Community Development Block Grant Program: A Historical
Celebrating 25 Years of Success
By Nicole Maharaj
The Community Development Block Grant Program was created to 1) benefit low- and moderate income persons; 2) eliminate slum and blight; and 3) meet other urgent local community development needs. It was designed to permit the level of local government closest to the needs of its citizens and community the ability to devise flexible and constructive neighborhood approaches to meet and prevent physical, economic and social deterioration. The program came into existence through the Housing and Community Development Act of 1974, when seven categorical programs (which communities competed nationally in specific project categories)-including the Urban Renewal and Model Cities programs were merged into one program - the Community Development Block Grant. CDBG was spearheaded by the efforts of President Richard Nixon, and signed into law by President Gerald Ford. Today, it is one of the largest and most successful federal grant programs to states, cities and counties, and the program over the years has survived several proposed cuts. As you know, the program is administered by the U.S. Department of Housing and Urban Development through the Office of Community Planning and Development (CPD-HUD). According to documented studies, CDBG has been highly effective in meetings its original intended purpose of primarily targeting the most distressed cities, neighborhoods and individuals, and research concludes that CDBG-funded investments, in certain types of neighborhoods and under the right circumstances, have produced tangible results in neighborhood stabilization and revitalization initiatives. Many CDBG-assisted businesses report that their projects would not have happened at all, or would have happened on a much smaller scale, without the assistance of the program.

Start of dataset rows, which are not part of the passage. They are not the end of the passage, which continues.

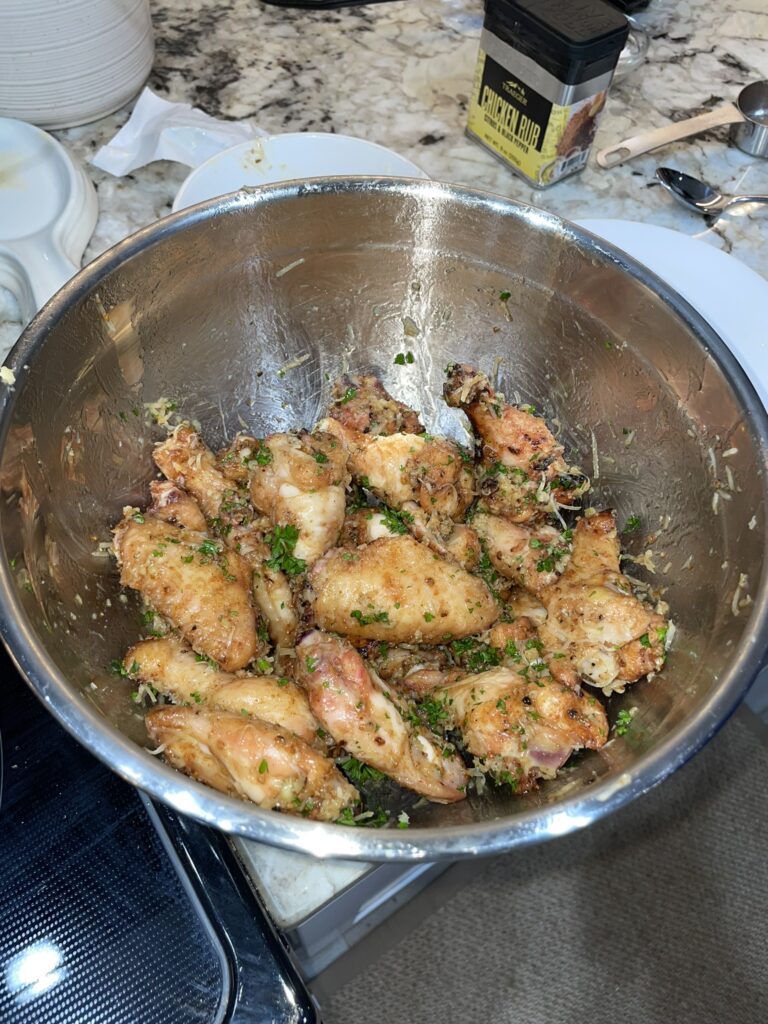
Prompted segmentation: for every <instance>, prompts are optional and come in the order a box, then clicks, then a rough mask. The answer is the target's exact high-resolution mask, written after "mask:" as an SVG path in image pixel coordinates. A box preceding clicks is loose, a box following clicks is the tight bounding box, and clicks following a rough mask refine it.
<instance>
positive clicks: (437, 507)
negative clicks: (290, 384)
mask: <svg viewBox="0 0 768 1024" xmlns="http://www.w3.org/2000/svg"><path fill="white" fill-rule="evenodd" d="M319 426H321V427H323V428H324V429H327V430H329V431H330V432H333V433H334V434H335V435H336V436H337V437H338V438H339V440H340V441H341V442H342V443H343V444H344V445H345V446H346V449H347V451H348V452H349V463H348V465H349V471H350V473H351V474H352V478H353V479H354V480H355V481H356V482H358V483H361V484H362V485H364V486H365V487H367V488H368V489H369V490H371V492H372V494H374V495H376V497H377V498H378V499H380V500H381V501H382V502H385V503H386V504H387V505H389V506H391V508H394V509H401V508H402V507H403V505H406V504H407V503H409V502H414V503H416V505H417V506H418V507H420V508H422V509H424V511H425V512H426V513H427V514H428V515H431V514H433V513H436V514H438V515H440V516H445V517H447V518H449V519H460V518H461V517H462V516H463V515H464V513H465V512H466V511H467V509H468V508H469V506H470V504H471V503H472V499H473V498H474V490H473V487H474V477H473V473H472V466H471V463H470V462H468V461H467V460H466V458H465V456H464V455H463V453H462V450H461V449H460V447H459V445H458V444H457V443H456V441H452V440H450V439H449V438H446V437H432V436H431V435H429V434H406V433H396V434H387V435H386V436H372V435H370V434H355V433H354V432H353V431H349V430H345V429H344V428H343V427H341V426H340V425H339V424H338V423H335V421H333V420H331V419H325V420H322V421H321V424H319Z"/></svg>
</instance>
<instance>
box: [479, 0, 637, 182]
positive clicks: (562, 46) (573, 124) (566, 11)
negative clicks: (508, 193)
mask: <svg viewBox="0 0 768 1024" xmlns="http://www.w3.org/2000/svg"><path fill="white" fill-rule="evenodd" d="M628 34H629V24H628V22H627V19H626V18H625V17H624V15H623V14H621V13H620V12H618V11H617V10H615V8H613V7H610V6H609V5H608V4H606V3H603V2H602V0H487V2H486V5H485V20H484V24H483V29H482V35H481V36H480V51H479V54H478V60H477V69H476V71H475V80H474V86H473V89H472V98H471V101H470V106H469V116H468V121H467V133H468V134H469V135H470V136H471V137H472V138H474V139H476V140H477V141H478V142H480V143H481V144H482V145H484V146H486V147H487V148H488V150H490V151H492V153H494V154H496V156H497V157H499V158H500V159H501V160H503V161H504V163H506V164H507V165H508V166H509V167H511V168H512V170H513V171H515V172H516V173H517V174H519V175H521V176H522V177H524V178H527V180H528V181H530V182H531V183H532V184H534V185H536V186H537V187H538V188H546V187H547V186H548V185H551V184H554V183H555V182H556V181H559V180H561V179H562V178H564V177H567V176H568V175H569V174H575V173H577V171H581V170H582V169H583V168H584V166H585V165H586V163H587V159H588V157H589V153H590V147H591V145H592V140H593V139H594V137H595V132H596V130H597V119H598V115H599V114H600V111H601V110H602V109H603V106H604V104H605V96H606V93H607V90H608V87H609V85H610V82H611V79H612V78H613V71H614V69H615V66H616V61H617V60H618V55H620V53H621V52H622V49H623V47H624V44H625V42H626V41H627V36H628Z"/></svg>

The flexibility of the program allows for a vast array of complex issues to be addressed ranging from housing, economic development, social services, infrastructure, property acquisition and clearance, and other activities, which in combination, can help to stabilize or revitalize neighborhoods. The program directly impacts the lives of people by providing funding for libraries, elderly programs, child care and health care centers, after-to-school programs, homeless assistance, drug and crime prevention and counseling programs, improving streets and water and sewer systems. Some 900 entitlement communities receive direct funding by formula, and thousands of smaller communities receive funds through their respective states under the State CDBG program. Most often, CDBG represents 20 percent of the total federal assistance for a typical city over the population of 50,000. In addition, more than 10,000 non-profit groups and other public and private organizations receive grants indirectly from HUD each year through the program.